A new event has made its way to Canadian Western Agribition.
For the first time in Agribition’s 51 years, organizers have decided to hold what they call an open cattle dog competition.
The competition was open to anyone who wanted to participate and challenged dog owners to use their pet to herd small groups of cattle through various obstacles in five minutes or less.
Every obstacle the dog manoeuvres the herd through is worth a point.
In previous years, dogs have only been allowed to herd sheep at Agribition.
Art Unsworth from Maple Creek does the in-arena announcing for the competition. He says there was a lot of demand to organize an event like this.
“We’re pretty excited. Our waiting list of people wanting to enter into the competition is actually longer than the 25 (entries) that we took,” he explained Wednesday. “That’s how much interest there was in this.”
On Tuesday night during the inaugural competition, participants had to move three head of cattle within five minutes through the obstacles. The dogs with the best scores then moved into a five-dog final, where they each had to move five cattle into the gate.
Unsworth says it wasn’t surprising to see so much interest in this event.
“We were long overdue having an open cattle dog competition at Agribition. It’s a natural fit in the western prairies,” he said. “There’s truly more cattle in the prairies than there are sheep. (There’s) a lot of Border Collies being used on the farm, so there’s a lot of interest.”

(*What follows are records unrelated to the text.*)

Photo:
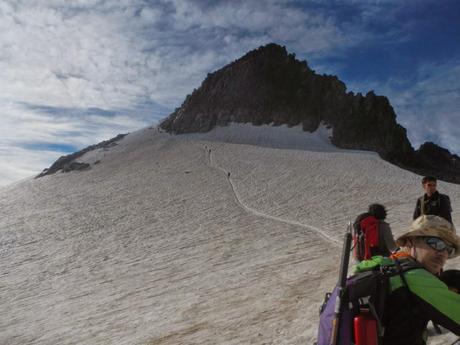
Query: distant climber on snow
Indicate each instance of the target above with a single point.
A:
(372, 235)
(433, 202)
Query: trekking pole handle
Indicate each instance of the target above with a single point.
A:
(345, 260)
(341, 285)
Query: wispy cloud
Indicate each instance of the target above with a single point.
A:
(76, 71)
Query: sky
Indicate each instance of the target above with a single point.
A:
(76, 72)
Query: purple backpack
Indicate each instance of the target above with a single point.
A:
(366, 290)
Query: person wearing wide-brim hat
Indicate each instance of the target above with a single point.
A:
(418, 295)
(431, 240)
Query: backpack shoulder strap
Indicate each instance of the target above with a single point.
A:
(421, 200)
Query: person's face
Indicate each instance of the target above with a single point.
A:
(430, 187)
(430, 258)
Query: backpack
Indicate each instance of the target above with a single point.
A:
(362, 304)
(365, 236)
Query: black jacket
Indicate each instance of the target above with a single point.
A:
(438, 204)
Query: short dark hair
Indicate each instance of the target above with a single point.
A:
(428, 179)
(378, 211)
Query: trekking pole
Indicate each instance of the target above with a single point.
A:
(341, 284)
(456, 342)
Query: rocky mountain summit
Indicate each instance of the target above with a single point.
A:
(270, 86)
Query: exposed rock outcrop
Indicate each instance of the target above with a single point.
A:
(270, 86)
(69, 163)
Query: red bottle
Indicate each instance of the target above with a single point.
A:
(365, 327)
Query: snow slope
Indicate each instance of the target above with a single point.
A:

People entered the competition all the way from B.C. and Wyoming.
Unsworth added the winning time for the competition on Tuesday night was two minutes 38 seconds.

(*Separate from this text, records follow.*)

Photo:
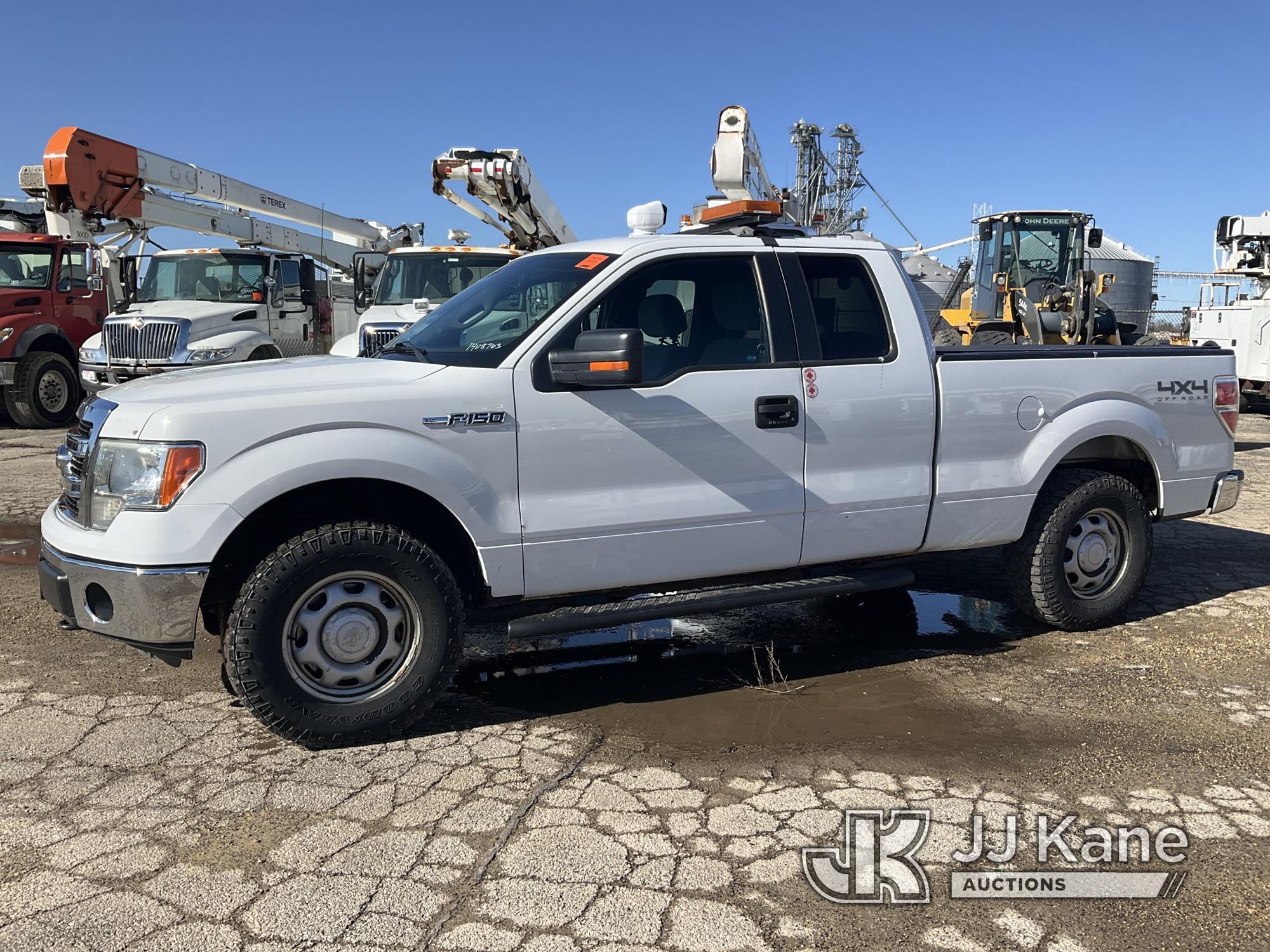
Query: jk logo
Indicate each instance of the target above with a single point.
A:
(1183, 388)
(876, 863)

He says Border Collies are used on the farm to help herd cattle because of their instincts.
“The Border Collie naturally gathers and moves stock,” he said. “What they do is they go out, they’ll gather the stock and return them to the handler. That’s the natural instinct of the Border Collie; it’s hardwired into them.”
Unsworth mentioned the real test of the competition is the interaction between the Border Collie and their owner.
“We always say when you’re handling livestock that going slower makes it faster,” he said. “What we mean by that is that if you push livestock hard, things usually don’t work out well. They usually explode and go in every wrong direction, so going slow and steady works better.”
But Unsworth pointed out the clock does still matter as you get points for finishing earlier.
“(There’s) a lot of skill and stockmanship, which is reading your stock as well as handling your dog at the same time,” he added.